WahanaNews.co | Perwakilan pekerja outsourcing (OS) di PT PLN (Persero)
mendatangi pihak manajemen PT Haleyora Powerindo (HPI) Karawang, Jawa Barat,
Rabu (5/5/2021), mempertanyakan kebijakan penyunatan besaran THR atau Tunjangan
Hari Rayanya.
Manajemen HPI berkilah, kebijakan pemotongan THR kali ini sudah sesuai
dengan Peraturan Direksi (Perdir) PLN Nomor 0219.
Baca Juga:
Waspada Banjir, Ini Tips Amankan Listrik saat Air Masuk Rumah
Namun, dalam pandangan pekerja, Perdir ini bertentangan dengan PP Nomor
78 Tahun 2015 tentang Pengupahan.
Antara lain, ketentuan pemberian THR diatur dalam Pasal 6, yang
menyebutkan bahwa Tunjangan Hari Raya Keagamaan termasuk pada pendapatan
non-upah.
Lalu, pada Pasal 7, Tunjangan Hari Raya Keagamaan wajib diberikan oleh
pengusaha kepada buruh/pekerja, dan paling lambat 7 (tujuh) hari sebelumnya.
Baca Juga:
Era Energi Terbarukan, ALPERKLINAS: Transisi Energi Harus Didukung Semua Pihak
Kemudian, soal tata cara pembayarannya, hal itu diatur dalam Pasal 3
ayat (1) huruf (a) Peraturan Menteri Ketenagakerjaan Nomor 6 Tahun 2016, bahwa"
"Pekerja/buruh yang telah mempunyai masa
kerja 12 (dua belas) bulan secara terus menerus atau lebih, diberikan sebesar 1
(satu) bulan upah."
Selanjutnya, pada ayat (2) dijelaskan, pengertian upah 1 (satu) bulan
adalah upah tanpa tunjangan yang merupakan upah bersih atau upah pokok termasuk
tunjangan tetap.
Regulasi itu, lanjut pekerja, dipertegas lagi dalam Surat Edaran (SE)
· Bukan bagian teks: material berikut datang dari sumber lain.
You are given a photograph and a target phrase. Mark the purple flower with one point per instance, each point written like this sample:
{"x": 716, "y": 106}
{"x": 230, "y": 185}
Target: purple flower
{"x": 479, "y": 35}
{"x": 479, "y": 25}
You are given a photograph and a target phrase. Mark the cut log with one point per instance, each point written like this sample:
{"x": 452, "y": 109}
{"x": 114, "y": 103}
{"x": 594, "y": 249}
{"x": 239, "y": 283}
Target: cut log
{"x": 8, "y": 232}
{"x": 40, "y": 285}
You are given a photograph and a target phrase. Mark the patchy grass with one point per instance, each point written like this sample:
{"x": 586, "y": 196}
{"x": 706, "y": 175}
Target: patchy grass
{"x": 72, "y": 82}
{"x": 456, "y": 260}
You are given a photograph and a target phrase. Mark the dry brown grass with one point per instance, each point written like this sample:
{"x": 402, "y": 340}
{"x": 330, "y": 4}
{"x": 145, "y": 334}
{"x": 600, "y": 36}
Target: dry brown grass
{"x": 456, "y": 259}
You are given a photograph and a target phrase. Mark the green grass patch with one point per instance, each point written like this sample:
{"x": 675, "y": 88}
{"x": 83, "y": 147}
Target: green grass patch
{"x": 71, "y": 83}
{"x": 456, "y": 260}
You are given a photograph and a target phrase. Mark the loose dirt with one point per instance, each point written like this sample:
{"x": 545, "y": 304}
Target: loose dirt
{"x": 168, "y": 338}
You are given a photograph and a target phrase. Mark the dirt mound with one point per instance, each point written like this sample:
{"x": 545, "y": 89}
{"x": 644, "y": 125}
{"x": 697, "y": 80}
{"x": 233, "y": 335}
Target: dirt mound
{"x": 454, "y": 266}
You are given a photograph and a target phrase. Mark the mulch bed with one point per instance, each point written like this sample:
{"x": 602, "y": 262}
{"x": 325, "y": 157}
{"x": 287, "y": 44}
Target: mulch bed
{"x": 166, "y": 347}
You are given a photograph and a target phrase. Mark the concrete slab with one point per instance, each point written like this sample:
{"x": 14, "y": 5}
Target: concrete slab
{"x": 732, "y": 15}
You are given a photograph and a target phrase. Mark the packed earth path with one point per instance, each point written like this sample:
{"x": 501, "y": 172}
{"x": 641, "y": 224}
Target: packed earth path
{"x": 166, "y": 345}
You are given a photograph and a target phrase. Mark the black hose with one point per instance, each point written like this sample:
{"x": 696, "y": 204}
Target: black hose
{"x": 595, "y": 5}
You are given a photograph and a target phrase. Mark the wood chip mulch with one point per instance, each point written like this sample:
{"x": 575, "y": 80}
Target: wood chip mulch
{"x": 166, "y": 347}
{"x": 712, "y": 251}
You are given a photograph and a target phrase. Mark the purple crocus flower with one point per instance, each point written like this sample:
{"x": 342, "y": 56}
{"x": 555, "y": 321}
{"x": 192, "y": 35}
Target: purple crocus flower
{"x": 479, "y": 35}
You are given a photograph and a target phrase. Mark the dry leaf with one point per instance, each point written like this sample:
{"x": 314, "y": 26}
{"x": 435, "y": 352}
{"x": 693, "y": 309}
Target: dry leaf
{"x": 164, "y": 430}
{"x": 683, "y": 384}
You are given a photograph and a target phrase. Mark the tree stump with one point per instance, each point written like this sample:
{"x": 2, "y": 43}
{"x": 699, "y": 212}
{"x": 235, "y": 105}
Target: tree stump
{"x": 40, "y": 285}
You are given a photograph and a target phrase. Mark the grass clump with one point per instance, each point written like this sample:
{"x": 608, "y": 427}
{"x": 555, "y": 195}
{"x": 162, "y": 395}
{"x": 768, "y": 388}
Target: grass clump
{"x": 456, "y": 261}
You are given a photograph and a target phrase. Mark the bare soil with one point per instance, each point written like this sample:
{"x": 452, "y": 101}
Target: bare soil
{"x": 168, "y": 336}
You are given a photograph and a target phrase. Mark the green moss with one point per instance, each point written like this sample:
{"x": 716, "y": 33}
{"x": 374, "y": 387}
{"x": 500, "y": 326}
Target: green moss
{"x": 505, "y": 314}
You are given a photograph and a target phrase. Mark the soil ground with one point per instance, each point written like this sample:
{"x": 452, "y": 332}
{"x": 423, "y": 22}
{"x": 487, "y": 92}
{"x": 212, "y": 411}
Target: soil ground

Menteri Ketenagakerjaan Nomor M/6/HK.04/IV/2021, tepatnya pada Nomor 2 huruf
(a), bahwa bagi pekerja/buruh yang mempunyai masa kerja 12 (dua belas) bulan
secara terus menerus atau lebih, diberikan sebesar 1 (satu) bulan upah.
Maka, dalam pandangan pekerja, penerapan perhitungan THR Keagamaan tahun
2021 di anak-anak perusahaan maupun vendor-vendor yang ada di lingkungan PLN,
yang mengacu pada Perdir PLN Nomor 0219 dengan hanya sebatas Upah Minimum
Kabupaten/Kota ditambah Tunjangan Masa Kerja, adalah hal yang salah dan keliru.
Pada Perdir tersebut, ada dua komponen Tunjangan Tetap, yakni Tunjangan
Kompetensi dan Delta, yang tidak dimasukkan dalam komponen perhitungan THR.
"Dalam perhitungan THR tahun 2021, perusahaan-perusahaan di lingkungan
PLN seharusnya memberikan contoh yang baik bagi perusahaan swasta lainnya," kata
Ketua Pimpinan Unit Kerja (PUK) Serikat Pekerja Elektronik Elektrik (SPEE)
Federasi Serikat Pekerja Metal Indonesia (FSPMI) PT HPI, Alain Alfian Taorik.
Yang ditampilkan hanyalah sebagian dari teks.